OpenNMT Forum

Dynamic dictionary in the preprocessing step

Hi,
I want to train a model with -copy_attn and -copy_attn_force.
Given this discussion, I should set shared_vocab and dynamic_dict to True.

Setting dynamic_dict to True is causing me problems: it throws a KeyError:

Traceback (most recent call last):
File “preprocess.py”, line 158, in
main(opt)
File “preprocess.py”, line 136, in main
‘train’, fields, src_reader, tgt_reader, opt)
File “preprocess.py”, line 63, in build_save_dataset
filter_pred=filter_pred
File “/zai/OpenNMT-APE/onmt/inputters/dataset_base.py”, line 126, in init
ex_dict, src_field.base_field, tgt_field.base_field)
File “/zai/OpenNMT-APE/onmt/inputters/dataset_base.py”, line 57, in _dynamic_dict
[unk_idx] + [src_ex_vocab.stoi[w] for w in tgt] + [unk_idx])
File “/zai/OpenNMT-APE/onmt/inputters/dataset_base.py”, line 57, in
[unk_idx] + [src_ex_vocab.stoi[w] for w in tgt] + [unk_idx])
KeyError: ‘va’

Does the dynamic_dict flag require any other files apart from train and dev? Any additional vocabulary files?

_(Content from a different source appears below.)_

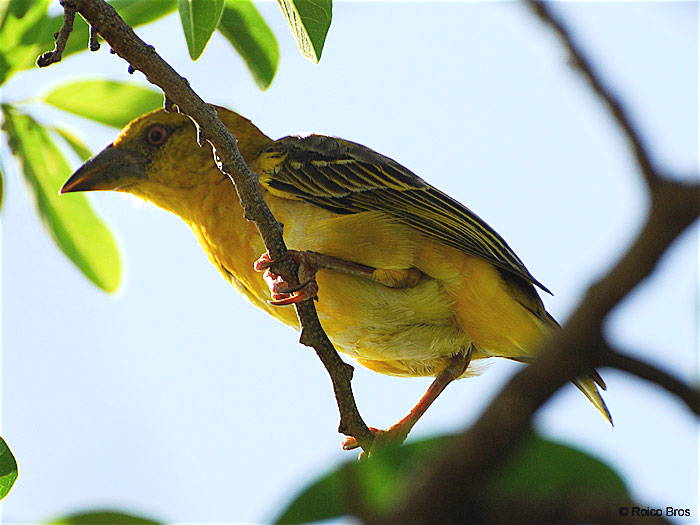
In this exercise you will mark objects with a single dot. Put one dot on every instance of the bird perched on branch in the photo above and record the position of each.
(408, 281)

@pltrdy is this error familiar?

I think there’s a problem with torchtext here. Please upgrade it and try again. Vocab.stoi should not raise KeyError (it returns unk token on error)

Thank you. I am using torchtext 0.4.0 and pytorch 1.0.0. This is because other dependencies in the project require these versions.

Is there an alternative to upgrading?

Then you should open an issue on their repo.